I know no one asked, but I am nothing if not a bloviator, so these are my suggestions for reducing (even in small part) the current budget deficit that CT faces. In the style of a letter to our Governor.
Dear Governor Rell,
You and I haven’t always gotten along. In fact, it’s no secret that I don’t like your views on criminal justice and your disregard for the “rule of law”. But these are strange times and strange times make strange bedfellows – or in our case, strange letter writers and recipients.
So, in the spirit of bi-partisanship so convincingly advocated for by our C-in-C, I propose the following changes that could save the State some money, even if it isn’t much. Perhaps it can save a job or two.

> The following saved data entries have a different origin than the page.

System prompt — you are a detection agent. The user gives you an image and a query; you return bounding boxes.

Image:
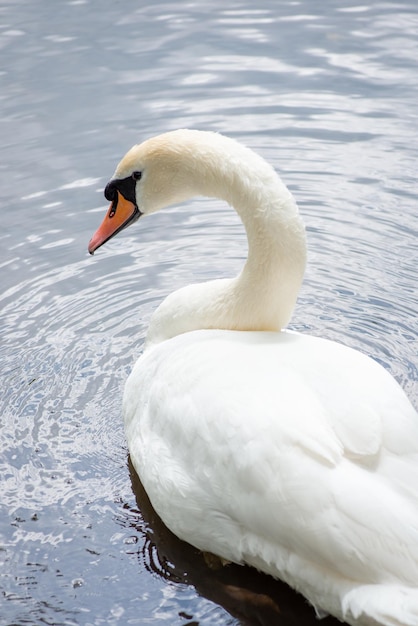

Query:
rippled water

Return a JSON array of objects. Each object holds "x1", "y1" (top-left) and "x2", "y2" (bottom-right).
[{"x1": 0, "y1": 0, "x2": 418, "y2": 626}]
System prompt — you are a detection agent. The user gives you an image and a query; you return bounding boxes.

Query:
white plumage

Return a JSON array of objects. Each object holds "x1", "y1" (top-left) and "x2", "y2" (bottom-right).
[{"x1": 90, "y1": 130, "x2": 418, "y2": 626}]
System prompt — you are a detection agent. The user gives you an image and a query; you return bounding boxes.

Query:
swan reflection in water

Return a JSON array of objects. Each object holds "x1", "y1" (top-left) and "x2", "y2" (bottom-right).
[{"x1": 128, "y1": 459, "x2": 341, "y2": 626}]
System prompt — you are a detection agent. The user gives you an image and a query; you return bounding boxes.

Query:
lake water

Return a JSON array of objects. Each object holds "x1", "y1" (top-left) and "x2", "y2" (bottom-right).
[{"x1": 0, "y1": 0, "x2": 418, "y2": 626}]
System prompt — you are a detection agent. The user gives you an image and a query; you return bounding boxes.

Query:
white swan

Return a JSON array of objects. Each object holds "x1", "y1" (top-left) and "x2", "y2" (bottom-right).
[{"x1": 89, "y1": 130, "x2": 418, "y2": 626}]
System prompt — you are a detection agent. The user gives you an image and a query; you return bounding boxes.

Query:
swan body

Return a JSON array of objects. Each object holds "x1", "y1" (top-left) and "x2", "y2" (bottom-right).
[{"x1": 89, "y1": 130, "x2": 418, "y2": 626}]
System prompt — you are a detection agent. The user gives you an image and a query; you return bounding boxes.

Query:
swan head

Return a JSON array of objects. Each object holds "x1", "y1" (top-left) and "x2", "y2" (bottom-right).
[{"x1": 88, "y1": 130, "x2": 220, "y2": 254}]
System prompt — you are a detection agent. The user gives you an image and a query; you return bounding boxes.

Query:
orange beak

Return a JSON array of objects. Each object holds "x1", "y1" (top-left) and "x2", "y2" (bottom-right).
[{"x1": 88, "y1": 191, "x2": 141, "y2": 254}]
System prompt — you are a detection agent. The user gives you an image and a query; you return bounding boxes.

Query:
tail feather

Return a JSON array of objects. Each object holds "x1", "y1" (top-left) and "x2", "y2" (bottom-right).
[{"x1": 342, "y1": 585, "x2": 418, "y2": 626}]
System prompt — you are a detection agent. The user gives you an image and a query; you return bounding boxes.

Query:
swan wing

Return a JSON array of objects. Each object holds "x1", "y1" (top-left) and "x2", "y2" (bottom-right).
[{"x1": 124, "y1": 331, "x2": 418, "y2": 584}]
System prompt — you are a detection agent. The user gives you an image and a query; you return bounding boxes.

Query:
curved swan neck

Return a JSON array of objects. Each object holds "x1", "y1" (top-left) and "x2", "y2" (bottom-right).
[{"x1": 136, "y1": 131, "x2": 306, "y2": 346}]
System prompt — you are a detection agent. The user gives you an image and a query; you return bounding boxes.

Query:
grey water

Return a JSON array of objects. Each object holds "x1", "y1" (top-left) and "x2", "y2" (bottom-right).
[{"x1": 0, "y1": 0, "x2": 418, "y2": 626}]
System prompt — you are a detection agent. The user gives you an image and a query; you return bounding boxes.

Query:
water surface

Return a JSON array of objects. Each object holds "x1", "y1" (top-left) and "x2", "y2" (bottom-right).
[{"x1": 0, "y1": 0, "x2": 418, "y2": 626}]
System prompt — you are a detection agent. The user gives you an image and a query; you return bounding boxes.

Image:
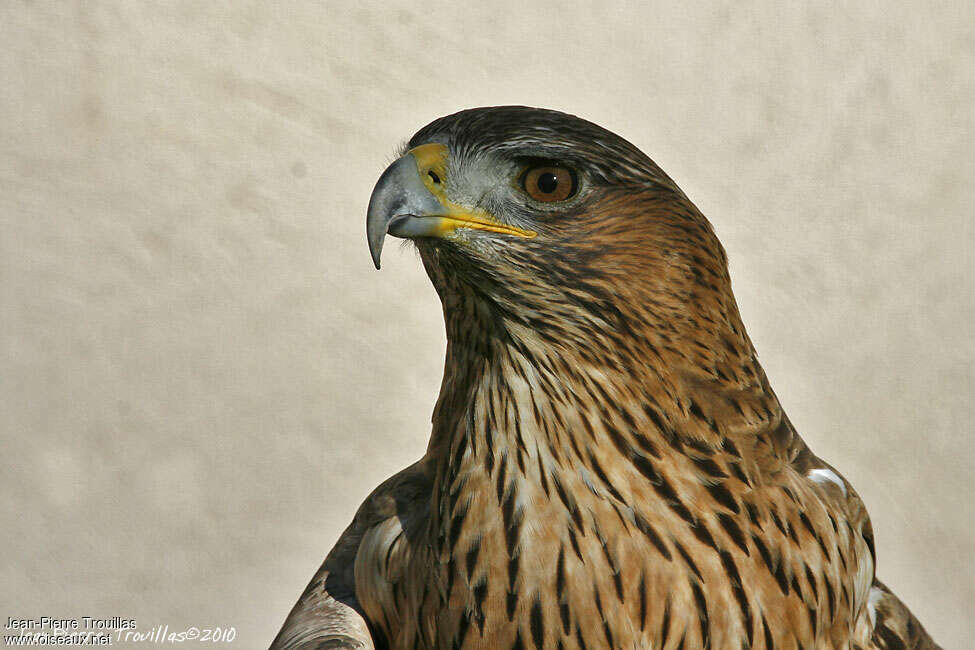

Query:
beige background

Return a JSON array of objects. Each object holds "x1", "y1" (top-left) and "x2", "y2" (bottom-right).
[{"x1": 0, "y1": 0, "x2": 975, "y2": 648}]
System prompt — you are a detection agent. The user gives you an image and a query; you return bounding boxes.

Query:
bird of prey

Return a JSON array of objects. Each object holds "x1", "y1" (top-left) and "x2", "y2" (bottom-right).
[{"x1": 272, "y1": 107, "x2": 937, "y2": 650}]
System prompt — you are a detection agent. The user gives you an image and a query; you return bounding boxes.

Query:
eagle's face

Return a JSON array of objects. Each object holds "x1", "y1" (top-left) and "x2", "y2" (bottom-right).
[{"x1": 367, "y1": 107, "x2": 727, "y2": 346}]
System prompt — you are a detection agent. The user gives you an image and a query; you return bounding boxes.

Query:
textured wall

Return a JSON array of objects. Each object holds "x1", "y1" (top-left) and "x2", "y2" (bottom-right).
[{"x1": 0, "y1": 0, "x2": 975, "y2": 648}]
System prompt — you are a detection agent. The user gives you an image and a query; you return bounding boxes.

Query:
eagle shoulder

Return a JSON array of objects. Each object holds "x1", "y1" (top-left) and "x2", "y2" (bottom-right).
[{"x1": 270, "y1": 462, "x2": 430, "y2": 650}]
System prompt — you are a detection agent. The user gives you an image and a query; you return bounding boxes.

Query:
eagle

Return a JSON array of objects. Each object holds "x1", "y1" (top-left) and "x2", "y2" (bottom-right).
[{"x1": 272, "y1": 106, "x2": 937, "y2": 650}]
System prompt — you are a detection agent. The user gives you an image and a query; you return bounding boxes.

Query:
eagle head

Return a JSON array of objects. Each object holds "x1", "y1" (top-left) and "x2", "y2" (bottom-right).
[{"x1": 366, "y1": 106, "x2": 737, "y2": 364}]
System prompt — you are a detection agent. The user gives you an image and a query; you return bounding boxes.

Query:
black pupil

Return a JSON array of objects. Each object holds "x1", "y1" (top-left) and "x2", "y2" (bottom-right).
[{"x1": 538, "y1": 172, "x2": 559, "y2": 194}]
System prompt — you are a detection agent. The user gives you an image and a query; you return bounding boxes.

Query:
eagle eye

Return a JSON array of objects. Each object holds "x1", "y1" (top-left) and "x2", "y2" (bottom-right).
[{"x1": 521, "y1": 165, "x2": 577, "y2": 203}]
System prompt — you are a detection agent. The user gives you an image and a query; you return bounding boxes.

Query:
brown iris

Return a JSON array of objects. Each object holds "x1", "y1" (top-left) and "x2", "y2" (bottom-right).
[{"x1": 522, "y1": 165, "x2": 576, "y2": 202}]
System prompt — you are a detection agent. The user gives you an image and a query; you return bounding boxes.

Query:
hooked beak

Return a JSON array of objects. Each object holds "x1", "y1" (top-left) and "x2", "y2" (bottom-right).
[{"x1": 366, "y1": 144, "x2": 535, "y2": 269}]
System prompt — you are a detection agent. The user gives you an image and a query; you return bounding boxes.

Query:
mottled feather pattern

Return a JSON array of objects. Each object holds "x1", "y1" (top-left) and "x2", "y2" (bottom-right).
[{"x1": 273, "y1": 107, "x2": 936, "y2": 650}]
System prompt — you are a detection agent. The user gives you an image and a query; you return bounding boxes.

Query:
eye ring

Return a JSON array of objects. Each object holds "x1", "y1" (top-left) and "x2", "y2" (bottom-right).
[{"x1": 521, "y1": 163, "x2": 579, "y2": 203}]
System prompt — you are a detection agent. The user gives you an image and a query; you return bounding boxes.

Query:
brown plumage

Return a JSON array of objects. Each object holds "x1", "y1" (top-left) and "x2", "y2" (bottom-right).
[{"x1": 273, "y1": 107, "x2": 936, "y2": 650}]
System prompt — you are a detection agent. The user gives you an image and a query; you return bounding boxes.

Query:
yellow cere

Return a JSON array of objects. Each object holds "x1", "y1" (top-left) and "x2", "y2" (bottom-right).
[{"x1": 409, "y1": 144, "x2": 537, "y2": 237}]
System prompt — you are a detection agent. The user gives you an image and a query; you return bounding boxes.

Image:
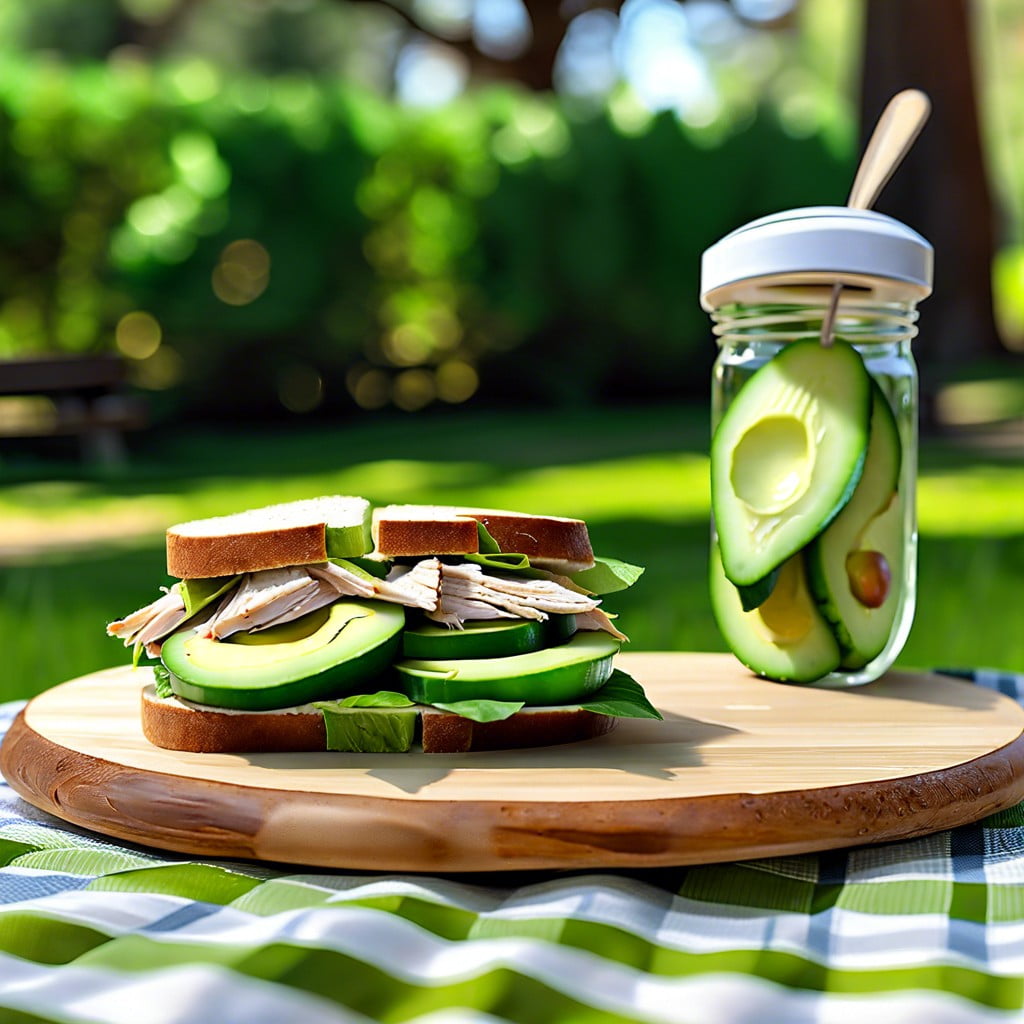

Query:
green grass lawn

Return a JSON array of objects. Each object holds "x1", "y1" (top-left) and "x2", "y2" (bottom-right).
[{"x1": 0, "y1": 408, "x2": 1024, "y2": 700}]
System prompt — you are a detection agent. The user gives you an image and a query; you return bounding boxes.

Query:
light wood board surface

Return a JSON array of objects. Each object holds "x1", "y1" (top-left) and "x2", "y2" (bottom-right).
[{"x1": 0, "y1": 653, "x2": 1024, "y2": 871}]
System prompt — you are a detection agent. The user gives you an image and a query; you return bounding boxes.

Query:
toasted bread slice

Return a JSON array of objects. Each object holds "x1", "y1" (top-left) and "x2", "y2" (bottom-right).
[
  {"x1": 373, "y1": 505, "x2": 594, "y2": 573},
  {"x1": 167, "y1": 496, "x2": 372, "y2": 580},
  {"x1": 142, "y1": 684, "x2": 616, "y2": 757}
]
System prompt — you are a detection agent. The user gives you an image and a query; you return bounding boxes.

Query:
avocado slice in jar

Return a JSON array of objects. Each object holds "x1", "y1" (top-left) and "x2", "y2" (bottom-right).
[
  {"x1": 711, "y1": 340, "x2": 871, "y2": 589},
  {"x1": 160, "y1": 599, "x2": 406, "y2": 711},
  {"x1": 395, "y1": 631, "x2": 620, "y2": 706},
  {"x1": 711, "y1": 545, "x2": 842, "y2": 683},
  {"x1": 807, "y1": 381, "x2": 904, "y2": 669}
]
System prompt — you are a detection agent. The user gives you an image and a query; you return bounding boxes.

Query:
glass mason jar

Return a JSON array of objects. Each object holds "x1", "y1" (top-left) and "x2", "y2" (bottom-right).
[{"x1": 701, "y1": 207, "x2": 932, "y2": 687}]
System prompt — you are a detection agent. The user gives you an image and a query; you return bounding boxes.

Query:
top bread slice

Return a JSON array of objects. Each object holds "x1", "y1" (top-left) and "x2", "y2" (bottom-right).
[
  {"x1": 373, "y1": 505, "x2": 594, "y2": 573},
  {"x1": 167, "y1": 495, "x2": 371, "y2": 580}
]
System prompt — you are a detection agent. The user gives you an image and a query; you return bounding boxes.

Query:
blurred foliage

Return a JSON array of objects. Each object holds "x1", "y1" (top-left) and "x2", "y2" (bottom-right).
[{"x1": 0, "y1": 46, "x2": 850, "y2": 415}]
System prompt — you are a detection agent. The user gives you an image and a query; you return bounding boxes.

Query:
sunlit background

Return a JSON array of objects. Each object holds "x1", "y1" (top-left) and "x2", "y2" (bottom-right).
[
  {"x1": 0, "y1": 0, "x2": 1024, "y2": 421},
  {"x1": 0, "y1": 0, "x2": 1024, "y2": 699}
]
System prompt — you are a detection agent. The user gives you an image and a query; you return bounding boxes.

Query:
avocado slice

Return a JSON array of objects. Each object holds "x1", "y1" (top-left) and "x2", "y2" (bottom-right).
[
  {"x1": 160, "y1": 599, "x2": 406, "y2": 711},
  {"x1": 711, "y1": 545, "x2": 841, "y2": 683},
  {"x1": 711, "y1": 339, "x2": 871, "y2": 587},
  {"x1": 395, "y1": 631, "x2": 618, "y2": 706},
  {"x1": 807, "y1": 381, "x2": 903, "y2": 669}
]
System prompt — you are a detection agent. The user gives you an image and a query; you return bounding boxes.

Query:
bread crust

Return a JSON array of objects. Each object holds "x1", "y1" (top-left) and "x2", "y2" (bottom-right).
[
  {"x1": 142, "y1": 684, "x2": 327, "y2": 754},
  {"x1": 167, "y1": 523, "x2": 327, "y2": 580},
  {"x1": 141, "y1": 683, "x2": 616, "y2": 757},
  {"x1": 374, "y1": 505, "x2": 594, "y2": 572},
  {"x1": 421, "y1": 708, "x2": 617, "y2": 754}
]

- Stop publication of the Law Reports. In this day and age, there really is no reason for hundreds of thousands of copies of the Law Reports to be made every single week, year after year. No one really reads them, anyway. Just make one PDF file and upload it to the Judicial website. Anyone who wants a paper copy can download the damn thing and print it out on their own dime.
- You know that the general statutes are available online, right? For free? Yet, agencies buy them for $335 a set. I can tell you that every single attorney I know has a full set for himself/herself. Let’s stop this spending.
- Permit liquor sales on Sunday. More liquor sales = more tax revenue. Liquor sales on Sundays = happy people.
- Decriminalize possession of marijuana, eliminate the excess penalties for sale w/in 1500 feet of any city object and remove mandatory-minimum sentences.
- Eliminate the death penalty. A study concluded that NJ spent $253 million on the death penalty over 20 years. The NJ public defender’s office reported [pdf – page 31] that it would save $1.46 million per year if the death penalty were abolished. Who knows how much the State or corrections spends. I’m sure our numbers aren’t that different.
Madam Governor, these are but small measures that can save costs and help reduce the deficit. Don’t forget to read the comments, where my readers (who are generally much smarter than I) may make additional suggestions that would help reduce the deficit further.